In front of a crowd that included famous alumni and celebrities, Auburn basketball's heavily publicized Jungle Jam showcased many of the team's offseason improvements through a scrimmage, three-point shooting and dunk contest.
Comedian Mike Epps and rapper Ludacris headlined the event, while former Auburn basketball star Charles Barkley and former head coach Sonny Smith made appearances as celebrity dunk contest judges.
"I have been blessed and lucky to go all over the world," Barkley said. "Ain't no place I'd rather be than in Auburn, Alabama."
Prior to the dunk contest, Barkley assured the Auburn Arena crowd that embattled head coach Tony Barbee has the program moving in the right direction.
"I know most of y'all came here for football, but Coach Barbee is going to turn this program around and let's turn out tonight," Barkley said.
Sophomore forward Jordon Granger showed off his leaping ability during his Jungle Jam dunk contest victory. His 85 final round points edged him ahead of senior center Asauhn Dixon-Tatum in the final.
Virginia transfer KT Harrell and freshman guard Dion Wade poured it in from range in the three-point shooting contest, but Harrell's 19 final round points assured victory in the contest.
A scrimmage between White and Blue squads saw impressive shooting from white squad members Harrell and Wade, while senior guard Chris Denson displayed his renowned quickness for the blue squad.
The White squad defeated the Blue squad 18-11.
Epps' comedic commentary kept the energetic crowd laughing throughout the events, and his energy even coaxed Barkley and Coach Barbee into busting a few moves of their own.
"The reason why I got Mike Epps and Luda was for the students.
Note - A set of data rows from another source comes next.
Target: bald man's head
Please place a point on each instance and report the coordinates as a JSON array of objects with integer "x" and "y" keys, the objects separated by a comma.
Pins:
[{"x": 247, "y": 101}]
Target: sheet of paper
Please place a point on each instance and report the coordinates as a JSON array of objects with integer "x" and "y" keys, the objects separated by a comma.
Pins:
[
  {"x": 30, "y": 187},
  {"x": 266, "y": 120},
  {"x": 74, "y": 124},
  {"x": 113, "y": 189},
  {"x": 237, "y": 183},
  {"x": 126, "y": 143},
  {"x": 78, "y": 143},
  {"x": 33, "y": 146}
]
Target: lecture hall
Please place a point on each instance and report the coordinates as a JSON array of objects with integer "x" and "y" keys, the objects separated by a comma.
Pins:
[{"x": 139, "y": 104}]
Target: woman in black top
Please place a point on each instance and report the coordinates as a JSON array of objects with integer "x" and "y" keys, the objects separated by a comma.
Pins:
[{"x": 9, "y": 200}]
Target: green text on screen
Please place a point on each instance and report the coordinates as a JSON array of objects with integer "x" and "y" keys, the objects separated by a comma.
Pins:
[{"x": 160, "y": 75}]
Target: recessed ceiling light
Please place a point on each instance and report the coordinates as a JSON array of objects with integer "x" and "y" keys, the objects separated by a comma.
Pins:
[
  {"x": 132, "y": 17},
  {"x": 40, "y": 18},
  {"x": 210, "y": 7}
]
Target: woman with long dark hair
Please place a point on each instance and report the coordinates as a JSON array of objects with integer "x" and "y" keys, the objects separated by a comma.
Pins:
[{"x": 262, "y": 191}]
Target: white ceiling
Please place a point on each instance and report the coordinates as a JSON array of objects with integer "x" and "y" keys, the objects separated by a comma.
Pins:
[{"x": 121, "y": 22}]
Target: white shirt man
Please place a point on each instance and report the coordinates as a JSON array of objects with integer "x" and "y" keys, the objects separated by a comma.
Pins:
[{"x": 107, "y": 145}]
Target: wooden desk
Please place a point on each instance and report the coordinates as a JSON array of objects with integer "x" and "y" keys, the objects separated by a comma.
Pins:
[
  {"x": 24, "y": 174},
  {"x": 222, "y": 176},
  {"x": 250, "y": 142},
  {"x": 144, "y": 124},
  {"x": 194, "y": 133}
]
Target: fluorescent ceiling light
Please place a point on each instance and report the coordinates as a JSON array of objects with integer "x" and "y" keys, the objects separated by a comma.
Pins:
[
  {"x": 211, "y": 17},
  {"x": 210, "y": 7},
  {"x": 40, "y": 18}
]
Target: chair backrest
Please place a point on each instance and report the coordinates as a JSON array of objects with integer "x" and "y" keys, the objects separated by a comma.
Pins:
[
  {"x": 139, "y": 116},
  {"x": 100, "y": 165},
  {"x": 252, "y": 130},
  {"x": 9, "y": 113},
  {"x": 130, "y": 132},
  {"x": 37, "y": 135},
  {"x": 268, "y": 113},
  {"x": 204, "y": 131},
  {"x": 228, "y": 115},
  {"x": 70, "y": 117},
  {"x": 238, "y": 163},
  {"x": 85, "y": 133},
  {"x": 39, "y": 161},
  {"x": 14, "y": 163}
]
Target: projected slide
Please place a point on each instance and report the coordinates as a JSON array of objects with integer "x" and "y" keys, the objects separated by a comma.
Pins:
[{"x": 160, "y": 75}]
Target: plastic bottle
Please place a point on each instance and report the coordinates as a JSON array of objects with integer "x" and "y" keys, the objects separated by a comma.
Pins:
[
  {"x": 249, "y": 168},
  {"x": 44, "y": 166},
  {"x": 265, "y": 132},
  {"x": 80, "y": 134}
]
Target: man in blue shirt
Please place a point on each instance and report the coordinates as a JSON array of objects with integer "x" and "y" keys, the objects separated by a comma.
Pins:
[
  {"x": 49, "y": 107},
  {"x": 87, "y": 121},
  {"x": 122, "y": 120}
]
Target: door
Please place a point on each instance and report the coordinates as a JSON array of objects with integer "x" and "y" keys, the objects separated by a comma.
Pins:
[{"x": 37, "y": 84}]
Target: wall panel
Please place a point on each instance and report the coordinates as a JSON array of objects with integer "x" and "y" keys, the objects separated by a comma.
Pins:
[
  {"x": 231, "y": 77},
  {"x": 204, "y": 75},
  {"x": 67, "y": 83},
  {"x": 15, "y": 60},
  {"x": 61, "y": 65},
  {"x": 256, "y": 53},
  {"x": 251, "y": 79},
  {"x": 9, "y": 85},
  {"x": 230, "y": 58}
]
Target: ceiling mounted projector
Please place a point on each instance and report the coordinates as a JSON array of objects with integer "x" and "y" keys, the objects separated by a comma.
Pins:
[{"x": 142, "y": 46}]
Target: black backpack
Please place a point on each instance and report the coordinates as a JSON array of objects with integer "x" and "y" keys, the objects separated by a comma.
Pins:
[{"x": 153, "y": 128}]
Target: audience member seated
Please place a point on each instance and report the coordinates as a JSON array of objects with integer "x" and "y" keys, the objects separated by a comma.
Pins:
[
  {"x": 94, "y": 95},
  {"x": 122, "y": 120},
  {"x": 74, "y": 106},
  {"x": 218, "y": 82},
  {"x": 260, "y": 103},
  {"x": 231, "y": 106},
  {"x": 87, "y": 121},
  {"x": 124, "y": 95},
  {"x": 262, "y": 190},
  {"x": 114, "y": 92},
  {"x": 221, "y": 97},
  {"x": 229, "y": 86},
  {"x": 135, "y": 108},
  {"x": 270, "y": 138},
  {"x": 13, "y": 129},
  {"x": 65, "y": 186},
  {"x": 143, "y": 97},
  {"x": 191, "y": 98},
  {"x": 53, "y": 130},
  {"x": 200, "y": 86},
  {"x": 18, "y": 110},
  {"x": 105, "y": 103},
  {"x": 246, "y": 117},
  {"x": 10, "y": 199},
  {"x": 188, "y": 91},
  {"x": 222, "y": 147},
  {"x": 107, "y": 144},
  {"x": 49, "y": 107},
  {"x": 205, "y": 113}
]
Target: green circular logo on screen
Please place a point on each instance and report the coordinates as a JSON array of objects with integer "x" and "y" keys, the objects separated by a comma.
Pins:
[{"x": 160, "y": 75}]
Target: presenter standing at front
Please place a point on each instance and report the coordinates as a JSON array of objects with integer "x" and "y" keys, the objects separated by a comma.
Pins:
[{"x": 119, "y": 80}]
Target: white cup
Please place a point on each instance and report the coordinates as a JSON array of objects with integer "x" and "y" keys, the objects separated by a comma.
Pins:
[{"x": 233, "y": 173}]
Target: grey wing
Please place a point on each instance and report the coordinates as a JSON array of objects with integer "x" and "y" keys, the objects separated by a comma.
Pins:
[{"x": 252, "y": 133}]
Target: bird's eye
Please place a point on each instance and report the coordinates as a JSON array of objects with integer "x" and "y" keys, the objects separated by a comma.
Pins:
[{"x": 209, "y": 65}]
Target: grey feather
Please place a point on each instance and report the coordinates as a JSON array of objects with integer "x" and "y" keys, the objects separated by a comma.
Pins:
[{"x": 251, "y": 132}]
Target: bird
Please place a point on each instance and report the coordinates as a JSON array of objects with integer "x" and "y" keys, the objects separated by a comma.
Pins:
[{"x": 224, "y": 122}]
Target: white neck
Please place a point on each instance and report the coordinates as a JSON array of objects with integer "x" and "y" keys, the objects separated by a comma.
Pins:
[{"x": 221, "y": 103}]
You guys have been there every game for us," Barbee said. "You are as important to me as my team and I need you there every single night."
Barbee took to the floor after the scrimmage and called the Auburn student section the very best in the nation.
"This team has been working their tails off," Barbee said. "They're getting after it on the defensive end of the floor and the students are going to make the difference for us this year. Our student section is the best in the country. "
Though Epps and Ludacris have not been the biggest names in entertainment in recent years, Auburn students were impressed by the performance and said that it gave credibility to the basketball program.
"I know these kind of events help to bring out a good crowd and I know that the crowd ultimately feeds the team," said Josh Poole, a graduate student in geology. "They do little pep rallies before each athletic season starts, but a big event like this makes you think that they mean business and it gets the fans directly involved."
All in all, the event seemed to create optimism amongst students and a hopefulness that some of the night's energy might transfer into the regular season.
"An event like this can bring energy back to a program and like Coach Barbee said he brought these guys to hype everybody up," said Reed Burchette, a junior in mechanical engineering.